Thousands To Keep Care Packages After Council U-Turn
MORE than 6,500 vulnerable people who were at risk of losing thousands of pounds worth of council care have won a reprieve.
Age Concern welcomed Lancashire County Council’s u-turn over budget cuts which would have hit several thousands people in Burnley, Pendle, Rossendale, the Ribble Valley and Hyndburn.
Leaders of Lancashire County Council had planned to raise the criteria for helping the elderly and people with learning and physical disabilities to receive care service from moderate’ to substantial’.
advertisementBut the council says that a better than expected grant settlement from the government had meant they could scrap their controversial Fair Access to Care services review.
Their plans would have seen thousands of people who fell into the moderate’ banding would have been re-assessed and, if they did not meet the higher substantial criteria, lost their care funding.
Instead they would have been put in touch with voluntary groups, who would also deal with any new referrals who were not found to have substantial needs.
The extra Government cash means that people will not now miss out on assistance from home helps and care assistants.
County council chiefs say they are the only authority in the county still offering moderate’ levels of care.
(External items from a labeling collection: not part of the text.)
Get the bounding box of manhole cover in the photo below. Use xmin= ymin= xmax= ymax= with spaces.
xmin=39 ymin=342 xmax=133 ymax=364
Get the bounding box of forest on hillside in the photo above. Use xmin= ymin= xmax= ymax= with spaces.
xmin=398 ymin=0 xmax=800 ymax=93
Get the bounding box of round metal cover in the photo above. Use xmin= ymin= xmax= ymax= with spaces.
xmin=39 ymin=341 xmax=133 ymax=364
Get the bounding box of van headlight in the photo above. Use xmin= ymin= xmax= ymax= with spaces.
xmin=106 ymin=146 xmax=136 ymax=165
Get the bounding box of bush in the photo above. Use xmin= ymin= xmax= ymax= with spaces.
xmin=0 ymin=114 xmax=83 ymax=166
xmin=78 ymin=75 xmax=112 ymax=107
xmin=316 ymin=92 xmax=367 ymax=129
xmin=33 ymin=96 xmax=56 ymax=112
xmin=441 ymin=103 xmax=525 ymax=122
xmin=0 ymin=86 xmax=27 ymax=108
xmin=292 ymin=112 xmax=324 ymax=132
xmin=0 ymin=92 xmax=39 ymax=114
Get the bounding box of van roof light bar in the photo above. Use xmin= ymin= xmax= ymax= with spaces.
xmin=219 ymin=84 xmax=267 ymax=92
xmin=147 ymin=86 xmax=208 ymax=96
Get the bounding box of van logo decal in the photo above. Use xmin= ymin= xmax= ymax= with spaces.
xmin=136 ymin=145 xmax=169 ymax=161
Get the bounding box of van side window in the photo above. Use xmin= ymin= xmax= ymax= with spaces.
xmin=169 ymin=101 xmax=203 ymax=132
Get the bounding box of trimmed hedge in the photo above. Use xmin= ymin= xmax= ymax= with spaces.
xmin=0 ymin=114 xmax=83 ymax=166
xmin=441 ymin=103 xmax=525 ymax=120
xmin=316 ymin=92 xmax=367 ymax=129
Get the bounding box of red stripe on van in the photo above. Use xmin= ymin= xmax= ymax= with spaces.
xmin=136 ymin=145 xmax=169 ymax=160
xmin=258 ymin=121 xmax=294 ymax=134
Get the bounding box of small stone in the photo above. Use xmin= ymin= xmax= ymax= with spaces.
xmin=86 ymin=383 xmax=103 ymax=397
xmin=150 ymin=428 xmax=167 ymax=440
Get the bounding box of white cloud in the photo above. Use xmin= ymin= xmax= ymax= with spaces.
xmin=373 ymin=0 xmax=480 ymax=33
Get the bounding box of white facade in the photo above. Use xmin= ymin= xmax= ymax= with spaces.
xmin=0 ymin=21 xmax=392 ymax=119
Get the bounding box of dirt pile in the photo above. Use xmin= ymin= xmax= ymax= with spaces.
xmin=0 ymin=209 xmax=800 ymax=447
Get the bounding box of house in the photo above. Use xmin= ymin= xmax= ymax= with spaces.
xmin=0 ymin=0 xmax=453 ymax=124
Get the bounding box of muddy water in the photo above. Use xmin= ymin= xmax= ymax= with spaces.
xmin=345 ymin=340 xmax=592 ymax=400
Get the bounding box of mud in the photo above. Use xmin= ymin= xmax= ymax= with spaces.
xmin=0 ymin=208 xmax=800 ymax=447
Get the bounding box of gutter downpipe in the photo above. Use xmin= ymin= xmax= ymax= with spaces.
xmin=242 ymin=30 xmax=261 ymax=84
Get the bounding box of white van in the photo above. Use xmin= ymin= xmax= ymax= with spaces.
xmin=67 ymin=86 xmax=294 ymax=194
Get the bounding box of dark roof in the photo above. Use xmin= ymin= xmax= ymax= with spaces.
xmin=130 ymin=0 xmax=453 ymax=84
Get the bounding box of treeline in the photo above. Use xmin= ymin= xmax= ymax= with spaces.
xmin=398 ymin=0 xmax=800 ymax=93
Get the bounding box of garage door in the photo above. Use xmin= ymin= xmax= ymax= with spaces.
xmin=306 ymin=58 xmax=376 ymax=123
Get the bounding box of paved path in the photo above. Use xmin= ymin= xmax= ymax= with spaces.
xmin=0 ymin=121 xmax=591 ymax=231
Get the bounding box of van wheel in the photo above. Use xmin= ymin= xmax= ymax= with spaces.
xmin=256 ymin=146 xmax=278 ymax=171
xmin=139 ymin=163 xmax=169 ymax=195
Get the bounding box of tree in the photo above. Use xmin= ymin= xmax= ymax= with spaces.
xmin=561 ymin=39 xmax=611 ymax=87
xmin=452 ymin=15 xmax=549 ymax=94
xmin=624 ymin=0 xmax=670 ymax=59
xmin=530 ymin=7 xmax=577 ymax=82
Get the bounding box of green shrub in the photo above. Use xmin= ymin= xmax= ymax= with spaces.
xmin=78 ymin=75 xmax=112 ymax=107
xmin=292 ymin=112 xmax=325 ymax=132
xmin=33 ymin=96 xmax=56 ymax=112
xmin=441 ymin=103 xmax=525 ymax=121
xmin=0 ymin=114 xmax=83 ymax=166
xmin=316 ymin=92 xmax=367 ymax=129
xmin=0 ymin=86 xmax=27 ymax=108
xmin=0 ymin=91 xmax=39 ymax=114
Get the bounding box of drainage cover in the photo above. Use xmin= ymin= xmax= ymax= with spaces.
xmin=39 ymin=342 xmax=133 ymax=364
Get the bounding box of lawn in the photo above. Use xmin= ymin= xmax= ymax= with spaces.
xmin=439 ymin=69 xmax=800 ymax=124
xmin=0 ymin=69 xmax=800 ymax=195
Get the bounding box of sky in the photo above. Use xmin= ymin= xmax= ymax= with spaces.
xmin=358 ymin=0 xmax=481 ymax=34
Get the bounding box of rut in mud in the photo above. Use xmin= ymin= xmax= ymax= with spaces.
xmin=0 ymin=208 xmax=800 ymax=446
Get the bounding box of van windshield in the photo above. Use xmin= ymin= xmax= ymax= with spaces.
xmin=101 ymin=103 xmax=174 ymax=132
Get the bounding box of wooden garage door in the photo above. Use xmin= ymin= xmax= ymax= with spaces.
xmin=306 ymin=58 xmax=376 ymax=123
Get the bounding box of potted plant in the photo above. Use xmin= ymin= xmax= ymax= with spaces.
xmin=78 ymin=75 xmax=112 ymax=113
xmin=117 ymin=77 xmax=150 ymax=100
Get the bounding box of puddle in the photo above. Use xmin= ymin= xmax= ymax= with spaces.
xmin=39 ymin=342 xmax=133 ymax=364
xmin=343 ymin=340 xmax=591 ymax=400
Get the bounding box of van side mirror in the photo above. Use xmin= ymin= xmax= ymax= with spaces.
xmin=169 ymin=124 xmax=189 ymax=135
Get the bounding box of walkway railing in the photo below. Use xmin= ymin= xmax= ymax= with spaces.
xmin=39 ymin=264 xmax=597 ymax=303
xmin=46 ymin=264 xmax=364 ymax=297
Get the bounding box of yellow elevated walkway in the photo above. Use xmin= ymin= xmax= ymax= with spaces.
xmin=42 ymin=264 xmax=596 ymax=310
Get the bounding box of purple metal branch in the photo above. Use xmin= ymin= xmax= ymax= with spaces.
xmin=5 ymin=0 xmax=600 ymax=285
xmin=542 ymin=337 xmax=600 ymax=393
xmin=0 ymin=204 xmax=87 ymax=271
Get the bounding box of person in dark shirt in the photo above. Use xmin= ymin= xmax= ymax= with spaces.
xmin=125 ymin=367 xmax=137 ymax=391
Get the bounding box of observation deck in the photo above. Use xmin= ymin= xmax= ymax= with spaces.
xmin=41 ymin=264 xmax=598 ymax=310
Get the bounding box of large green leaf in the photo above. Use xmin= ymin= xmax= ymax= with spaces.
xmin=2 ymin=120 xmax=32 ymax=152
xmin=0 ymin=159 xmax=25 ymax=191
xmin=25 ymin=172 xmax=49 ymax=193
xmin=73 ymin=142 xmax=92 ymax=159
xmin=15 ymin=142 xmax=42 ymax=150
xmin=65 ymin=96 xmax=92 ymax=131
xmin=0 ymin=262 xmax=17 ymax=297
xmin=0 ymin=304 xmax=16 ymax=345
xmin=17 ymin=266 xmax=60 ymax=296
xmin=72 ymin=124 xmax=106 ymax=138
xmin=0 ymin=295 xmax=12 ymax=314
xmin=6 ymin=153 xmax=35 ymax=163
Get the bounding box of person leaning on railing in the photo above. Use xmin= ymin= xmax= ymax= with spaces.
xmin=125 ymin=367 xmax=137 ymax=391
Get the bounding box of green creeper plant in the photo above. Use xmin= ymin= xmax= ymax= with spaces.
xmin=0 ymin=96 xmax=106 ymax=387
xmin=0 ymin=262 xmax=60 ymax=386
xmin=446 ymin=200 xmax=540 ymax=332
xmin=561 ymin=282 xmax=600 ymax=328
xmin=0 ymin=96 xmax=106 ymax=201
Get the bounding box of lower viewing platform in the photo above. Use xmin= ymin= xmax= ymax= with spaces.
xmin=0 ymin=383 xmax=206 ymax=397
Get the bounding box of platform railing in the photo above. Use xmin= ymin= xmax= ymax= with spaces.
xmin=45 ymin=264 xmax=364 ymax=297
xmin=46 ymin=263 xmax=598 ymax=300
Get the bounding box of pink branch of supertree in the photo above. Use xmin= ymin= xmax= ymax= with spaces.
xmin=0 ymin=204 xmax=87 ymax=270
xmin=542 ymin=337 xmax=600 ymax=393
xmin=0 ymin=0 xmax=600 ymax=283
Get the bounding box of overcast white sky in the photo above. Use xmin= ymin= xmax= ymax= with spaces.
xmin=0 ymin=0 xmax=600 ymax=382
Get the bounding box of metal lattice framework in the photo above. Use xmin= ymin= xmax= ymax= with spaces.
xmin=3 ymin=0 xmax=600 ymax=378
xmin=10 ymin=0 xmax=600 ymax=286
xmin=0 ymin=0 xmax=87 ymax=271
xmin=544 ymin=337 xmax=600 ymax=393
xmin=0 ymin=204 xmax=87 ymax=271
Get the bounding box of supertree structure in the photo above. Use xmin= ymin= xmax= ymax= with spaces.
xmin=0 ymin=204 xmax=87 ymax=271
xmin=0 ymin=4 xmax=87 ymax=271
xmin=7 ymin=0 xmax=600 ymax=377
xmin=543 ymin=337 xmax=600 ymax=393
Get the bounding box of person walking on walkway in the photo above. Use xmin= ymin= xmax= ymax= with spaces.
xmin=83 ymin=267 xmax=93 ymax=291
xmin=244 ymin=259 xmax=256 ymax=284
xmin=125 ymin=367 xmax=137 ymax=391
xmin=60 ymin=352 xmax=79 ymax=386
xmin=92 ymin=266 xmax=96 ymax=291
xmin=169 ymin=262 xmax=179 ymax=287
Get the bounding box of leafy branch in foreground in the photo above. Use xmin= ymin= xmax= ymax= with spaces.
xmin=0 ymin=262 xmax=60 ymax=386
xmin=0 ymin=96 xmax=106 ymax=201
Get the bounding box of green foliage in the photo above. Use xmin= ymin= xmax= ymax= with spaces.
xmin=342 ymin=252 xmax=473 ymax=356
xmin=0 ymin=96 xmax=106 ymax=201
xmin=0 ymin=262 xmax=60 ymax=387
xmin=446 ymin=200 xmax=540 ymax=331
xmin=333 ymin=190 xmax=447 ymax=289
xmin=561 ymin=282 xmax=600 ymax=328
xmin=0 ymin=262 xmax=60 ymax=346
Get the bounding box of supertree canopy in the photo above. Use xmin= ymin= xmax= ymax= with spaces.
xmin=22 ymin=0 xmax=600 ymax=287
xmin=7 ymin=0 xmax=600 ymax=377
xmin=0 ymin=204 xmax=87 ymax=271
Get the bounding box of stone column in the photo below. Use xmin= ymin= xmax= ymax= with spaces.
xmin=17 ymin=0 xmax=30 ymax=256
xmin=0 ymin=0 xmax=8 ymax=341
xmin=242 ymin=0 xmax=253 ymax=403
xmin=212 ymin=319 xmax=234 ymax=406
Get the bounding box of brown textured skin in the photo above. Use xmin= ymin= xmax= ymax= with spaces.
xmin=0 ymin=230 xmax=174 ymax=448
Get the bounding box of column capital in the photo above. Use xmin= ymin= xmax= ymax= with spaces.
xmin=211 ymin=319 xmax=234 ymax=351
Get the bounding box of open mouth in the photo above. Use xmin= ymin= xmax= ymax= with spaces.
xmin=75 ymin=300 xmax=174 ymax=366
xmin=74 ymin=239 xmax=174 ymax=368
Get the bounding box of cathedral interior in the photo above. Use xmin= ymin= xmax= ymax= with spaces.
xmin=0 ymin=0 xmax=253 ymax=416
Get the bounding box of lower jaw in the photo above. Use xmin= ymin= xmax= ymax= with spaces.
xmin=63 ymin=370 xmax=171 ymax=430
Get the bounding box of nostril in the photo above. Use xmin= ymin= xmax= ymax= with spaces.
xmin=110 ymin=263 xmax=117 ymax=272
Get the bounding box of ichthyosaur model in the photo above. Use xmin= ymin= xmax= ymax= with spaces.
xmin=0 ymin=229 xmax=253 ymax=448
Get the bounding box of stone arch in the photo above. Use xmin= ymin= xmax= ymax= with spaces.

Blackburn with Darwen council has also raised its care threshold following a recent similar review.
The authority is also continuing work on care gateways’ intended to steer people needing assistance to alternative support services in the community, voluntary and faith sectors.
County councillor Chris Cheetham, cabinet member for adult and community services, said: “I am delighted, given the better than expected settlement from the Government and resources now available, we will not be forced to raise our eligibility criteria for adults receiving assessed social care services from the county council.
“The decision not to raise the care threshold should remove the worries about the impact of the re-assessment process on individual people.”
Geraldine Moore, chief officer of Age Concern Lancashire, added: “We did raise concerns about the potential loss of services for people with moderate difficulties.
“We recognised that if people with moderate needs did not get help initially then they could need more help later on down the line.
“Age Concern welcomes this commitment by the county council and hope to work with them to improve services for older people across East Lancashire.”
County council social services chiefs have also unveiled a major capital investment programme, totalling £11million, for learning disability and day care facilities.
An extension is planned for a learning disability centre in Gloucester Avenue, Accrington, costing £108,000, and a similar facility in Croasdale Avenue, Clitheroe, will benefit from building work totalling £87,000.
Day care centres across the five boroughs will also share in a £1million investment package and £150,000 of improvements to social services bases.
The plans, part of a £316million budget, look set to be ratified by the county council’s executive on Valentine’s Day.